As noted above, mismatch is the trigger event for starting a rule. When a mismatch occurs, a new rule is chosen, and this choice depends on:

- the current grammar - actions on the left-side of a rule can switch grammar
- the two symbols i and g that were involved in the mismatch (goal, input)
- the two symbols L and R that relate each rule to a class of mismatch events
- the priority of the rule in relation to the context in which the mismatch occurred

Within the grammar that is current at a mismatch, a rule is selected by considering whether it is relevant to the mismatch that has occurred, and whether it is permitted in the context of that mismatch by the priority system. The following tables shows the possibilities that arise if either or both L and R can have a don't care value (represented as -, which is how it is written in rules). The order shown is the order in which rules are tried.

null | L | R | style | example | description |
---|---|---|---|---|---|

1 | i | g | direct | 'cat' <- noun ; |
directly relevant to the mismatch (noun, 'c') |

2 | i | - | bottom-up | '\n' <- - ; |
directly relevant to '\n' as the input symbol |

3 | - | - | speculative | - word :W y <- - W ; |
not directly relevant, always tried - infrequent |

4 | - | g | top-down | - line <- error; |
directly relevant to error as the goal symbol |

# alternatives

Supposing a mismatch occurs, and that there are rules of each kind that relate to this mismatch. Then all these rules will be tried, until one of them succeeds. Within each category the newest and longest rules are tried first. If any category is empty, there are simply fewer rules to be tried.

when a rule is tried (if its left-side is non-empty) it starts a new level of left-side nesting - a context. If the new rule specifies a priority, the new context takes on that priority. Otherwise the new context propagates the priority of the enclosing context.
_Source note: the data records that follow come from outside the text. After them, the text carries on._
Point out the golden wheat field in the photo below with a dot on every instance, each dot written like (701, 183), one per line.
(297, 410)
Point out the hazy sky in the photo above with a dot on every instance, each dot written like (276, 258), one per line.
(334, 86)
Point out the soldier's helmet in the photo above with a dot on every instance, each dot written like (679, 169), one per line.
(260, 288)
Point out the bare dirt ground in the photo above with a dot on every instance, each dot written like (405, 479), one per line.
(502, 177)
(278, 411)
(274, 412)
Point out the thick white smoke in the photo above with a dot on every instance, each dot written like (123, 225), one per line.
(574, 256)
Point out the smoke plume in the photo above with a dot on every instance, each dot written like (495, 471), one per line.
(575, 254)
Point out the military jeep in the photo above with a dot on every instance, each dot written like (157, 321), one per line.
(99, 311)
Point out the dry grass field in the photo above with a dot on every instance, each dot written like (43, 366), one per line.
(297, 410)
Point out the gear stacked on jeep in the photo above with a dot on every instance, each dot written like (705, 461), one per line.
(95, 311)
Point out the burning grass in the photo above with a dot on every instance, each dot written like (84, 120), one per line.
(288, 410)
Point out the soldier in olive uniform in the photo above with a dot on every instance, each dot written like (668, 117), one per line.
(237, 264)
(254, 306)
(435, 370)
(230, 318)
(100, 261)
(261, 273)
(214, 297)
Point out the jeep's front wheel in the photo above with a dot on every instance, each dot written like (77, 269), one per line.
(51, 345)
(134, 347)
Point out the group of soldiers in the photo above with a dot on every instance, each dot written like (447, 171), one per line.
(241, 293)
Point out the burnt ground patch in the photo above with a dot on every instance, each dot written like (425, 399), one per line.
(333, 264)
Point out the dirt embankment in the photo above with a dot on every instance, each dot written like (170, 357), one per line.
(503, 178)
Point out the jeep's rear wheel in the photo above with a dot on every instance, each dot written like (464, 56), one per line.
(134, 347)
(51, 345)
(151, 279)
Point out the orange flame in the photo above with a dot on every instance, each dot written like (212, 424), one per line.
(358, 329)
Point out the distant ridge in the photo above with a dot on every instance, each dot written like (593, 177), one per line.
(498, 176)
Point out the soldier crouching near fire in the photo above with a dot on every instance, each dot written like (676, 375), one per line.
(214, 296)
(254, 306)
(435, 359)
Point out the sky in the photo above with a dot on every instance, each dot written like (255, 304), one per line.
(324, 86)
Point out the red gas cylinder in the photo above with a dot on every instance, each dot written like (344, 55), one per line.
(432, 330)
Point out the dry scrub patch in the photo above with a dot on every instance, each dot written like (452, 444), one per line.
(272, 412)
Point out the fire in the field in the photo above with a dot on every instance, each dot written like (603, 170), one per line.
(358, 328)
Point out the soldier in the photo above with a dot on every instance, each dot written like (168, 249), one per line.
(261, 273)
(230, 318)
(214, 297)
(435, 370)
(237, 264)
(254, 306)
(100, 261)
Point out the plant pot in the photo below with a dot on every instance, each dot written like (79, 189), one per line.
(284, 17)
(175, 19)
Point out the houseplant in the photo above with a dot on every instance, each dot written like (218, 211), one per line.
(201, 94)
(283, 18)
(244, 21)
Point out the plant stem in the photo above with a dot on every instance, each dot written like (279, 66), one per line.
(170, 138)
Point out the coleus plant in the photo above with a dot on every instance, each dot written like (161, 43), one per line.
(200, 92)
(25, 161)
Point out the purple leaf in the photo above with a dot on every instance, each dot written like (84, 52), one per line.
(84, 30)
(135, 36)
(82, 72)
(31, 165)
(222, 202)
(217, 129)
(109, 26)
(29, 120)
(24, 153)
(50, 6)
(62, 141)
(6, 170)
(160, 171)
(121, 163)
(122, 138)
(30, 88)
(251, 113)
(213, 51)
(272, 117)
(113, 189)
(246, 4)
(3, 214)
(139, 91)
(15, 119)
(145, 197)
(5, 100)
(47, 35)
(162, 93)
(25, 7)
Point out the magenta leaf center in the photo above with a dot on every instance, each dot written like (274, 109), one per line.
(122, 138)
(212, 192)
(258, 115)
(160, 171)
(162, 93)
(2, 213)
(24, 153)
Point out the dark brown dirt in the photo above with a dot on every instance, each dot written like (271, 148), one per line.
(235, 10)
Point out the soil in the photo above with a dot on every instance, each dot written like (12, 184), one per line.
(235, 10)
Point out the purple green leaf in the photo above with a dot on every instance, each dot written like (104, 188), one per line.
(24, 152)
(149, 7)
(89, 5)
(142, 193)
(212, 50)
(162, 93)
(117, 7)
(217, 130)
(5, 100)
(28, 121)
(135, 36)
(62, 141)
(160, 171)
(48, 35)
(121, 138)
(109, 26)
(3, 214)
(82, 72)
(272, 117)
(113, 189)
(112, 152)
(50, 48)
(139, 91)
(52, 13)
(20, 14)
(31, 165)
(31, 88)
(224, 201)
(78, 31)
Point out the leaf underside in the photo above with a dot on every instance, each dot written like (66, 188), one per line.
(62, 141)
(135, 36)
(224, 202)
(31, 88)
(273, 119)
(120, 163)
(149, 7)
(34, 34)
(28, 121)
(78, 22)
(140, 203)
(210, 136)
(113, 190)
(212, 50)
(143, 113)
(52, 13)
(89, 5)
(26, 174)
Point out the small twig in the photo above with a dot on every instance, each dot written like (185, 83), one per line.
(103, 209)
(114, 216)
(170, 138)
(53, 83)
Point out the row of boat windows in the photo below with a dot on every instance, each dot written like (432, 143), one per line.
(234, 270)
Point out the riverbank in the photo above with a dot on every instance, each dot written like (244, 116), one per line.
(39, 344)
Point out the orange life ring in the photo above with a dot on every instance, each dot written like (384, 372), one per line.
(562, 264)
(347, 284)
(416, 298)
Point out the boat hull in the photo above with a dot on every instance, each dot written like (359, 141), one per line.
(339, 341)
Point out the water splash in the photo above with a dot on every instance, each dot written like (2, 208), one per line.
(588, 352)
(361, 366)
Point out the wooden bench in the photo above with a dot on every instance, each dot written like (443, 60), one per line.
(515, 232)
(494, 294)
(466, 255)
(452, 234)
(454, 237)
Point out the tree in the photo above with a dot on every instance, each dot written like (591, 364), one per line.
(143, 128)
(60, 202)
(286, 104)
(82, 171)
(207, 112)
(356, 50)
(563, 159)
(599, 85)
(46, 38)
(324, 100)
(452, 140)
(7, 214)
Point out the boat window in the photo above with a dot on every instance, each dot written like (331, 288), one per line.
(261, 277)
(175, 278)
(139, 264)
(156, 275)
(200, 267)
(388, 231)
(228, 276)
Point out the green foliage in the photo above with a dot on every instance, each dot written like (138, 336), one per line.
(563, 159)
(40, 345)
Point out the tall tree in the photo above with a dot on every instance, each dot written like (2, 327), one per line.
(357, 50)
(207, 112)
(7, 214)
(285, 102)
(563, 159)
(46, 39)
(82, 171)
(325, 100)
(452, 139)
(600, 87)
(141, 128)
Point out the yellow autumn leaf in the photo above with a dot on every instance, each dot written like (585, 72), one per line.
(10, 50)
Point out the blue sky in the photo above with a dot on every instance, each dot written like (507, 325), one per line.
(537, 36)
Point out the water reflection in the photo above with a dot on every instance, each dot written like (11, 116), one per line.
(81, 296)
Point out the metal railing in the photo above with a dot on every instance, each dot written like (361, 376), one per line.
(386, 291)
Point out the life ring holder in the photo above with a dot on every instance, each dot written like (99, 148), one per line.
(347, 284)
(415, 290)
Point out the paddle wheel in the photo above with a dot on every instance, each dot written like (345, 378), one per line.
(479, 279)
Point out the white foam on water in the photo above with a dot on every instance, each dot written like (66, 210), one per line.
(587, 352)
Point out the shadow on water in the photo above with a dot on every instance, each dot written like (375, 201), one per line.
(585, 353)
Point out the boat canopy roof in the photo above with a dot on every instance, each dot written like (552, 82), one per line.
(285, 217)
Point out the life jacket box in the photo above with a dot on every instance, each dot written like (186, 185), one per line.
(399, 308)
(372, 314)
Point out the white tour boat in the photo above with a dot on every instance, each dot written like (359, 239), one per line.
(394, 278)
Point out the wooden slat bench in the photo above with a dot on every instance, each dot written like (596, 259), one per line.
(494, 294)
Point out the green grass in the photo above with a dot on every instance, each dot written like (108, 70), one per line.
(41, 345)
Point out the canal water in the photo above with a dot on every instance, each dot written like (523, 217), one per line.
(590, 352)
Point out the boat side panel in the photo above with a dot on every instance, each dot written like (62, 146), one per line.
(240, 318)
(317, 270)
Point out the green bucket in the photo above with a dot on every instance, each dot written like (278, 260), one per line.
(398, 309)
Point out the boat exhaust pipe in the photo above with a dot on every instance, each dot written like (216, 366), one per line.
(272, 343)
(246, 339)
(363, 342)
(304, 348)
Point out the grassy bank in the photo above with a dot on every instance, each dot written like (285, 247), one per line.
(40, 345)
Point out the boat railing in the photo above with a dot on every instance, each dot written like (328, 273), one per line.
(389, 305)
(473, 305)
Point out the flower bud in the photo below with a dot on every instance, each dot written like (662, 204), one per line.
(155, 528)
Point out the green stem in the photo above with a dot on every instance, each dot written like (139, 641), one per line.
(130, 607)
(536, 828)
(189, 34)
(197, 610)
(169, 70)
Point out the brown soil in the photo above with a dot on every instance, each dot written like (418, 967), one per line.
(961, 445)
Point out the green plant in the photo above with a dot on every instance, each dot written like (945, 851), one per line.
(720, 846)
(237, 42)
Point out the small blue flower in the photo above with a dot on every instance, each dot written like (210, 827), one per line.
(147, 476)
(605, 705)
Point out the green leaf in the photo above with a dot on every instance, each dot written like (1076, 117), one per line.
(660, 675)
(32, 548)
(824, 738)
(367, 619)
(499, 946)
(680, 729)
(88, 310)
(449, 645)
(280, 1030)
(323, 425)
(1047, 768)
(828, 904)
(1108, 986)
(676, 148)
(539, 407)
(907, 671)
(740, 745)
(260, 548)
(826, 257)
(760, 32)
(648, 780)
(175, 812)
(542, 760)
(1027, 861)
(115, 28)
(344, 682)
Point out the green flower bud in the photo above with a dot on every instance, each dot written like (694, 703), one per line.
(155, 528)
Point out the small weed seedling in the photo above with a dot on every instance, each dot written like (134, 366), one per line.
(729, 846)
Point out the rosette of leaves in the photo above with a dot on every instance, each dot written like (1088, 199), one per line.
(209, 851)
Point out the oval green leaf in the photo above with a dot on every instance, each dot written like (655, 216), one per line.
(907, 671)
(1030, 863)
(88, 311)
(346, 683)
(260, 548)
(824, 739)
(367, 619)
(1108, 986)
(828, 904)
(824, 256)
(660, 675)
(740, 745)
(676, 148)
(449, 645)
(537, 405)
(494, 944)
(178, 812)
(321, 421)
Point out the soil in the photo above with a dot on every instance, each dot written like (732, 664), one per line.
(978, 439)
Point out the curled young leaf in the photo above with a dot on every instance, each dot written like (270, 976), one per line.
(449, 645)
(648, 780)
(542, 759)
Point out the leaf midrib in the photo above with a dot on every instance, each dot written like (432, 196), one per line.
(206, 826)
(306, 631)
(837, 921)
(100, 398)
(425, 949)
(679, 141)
- if the rule succeeds, the left-nesting is closed and (if the rule's right-side is non-empty) a new right-level begins

- if a mismatch occurs and there may be ways to resolve it, an inner level is started

- if a mismatch has occurred and there was no way to resolve it (there were no relevant rules or all of them failed) then this rule has failed. The system is reset as far as is possible to the state it was in at the start of the context, and an alternative rule is tried at that point.

- if there are no alternative rules, then this whole context has failed - the failure is propagated back to the enclosing level where an alternative rule will be tried

# backtracking

When an alternative rule is tried, the system resets itself as far as possible to the state it was in at the mismatch that gave rise to the current context. The system for backtracking is pretty complete, but it does not take account of side-effect actions that change the state of enclosing contexts.

A brief look at the lm-diagram output for a left-recursive analysis will show that at each iteration there is an overlap between the left- and right- nestings. The *language machine* is designed specifically to deal with this kind of situation in a reasonably efficient way, but where performance is really important it helps if complex backtracking scenarios can be avoided. Otherwise, for just getting a job done it is immensely useful to be able to cope with partial ambiguity and left recursion in a completely natural way.

# tenacity

This system is very tenacious - but it is not completely exhaustive. It does not unpick every step in the style of a system such as prolog. It backtracks by trying all possible analyses at each mismatch, but once a rule has succeeded there is no way of returning to the context in which it was active. If backtracking in the enclosing contexts causes the same rule to be applied again to the same material, it will behave in exactly the same way unless side-effect actions have modified the context in ways that affect the course of subsequent analysis.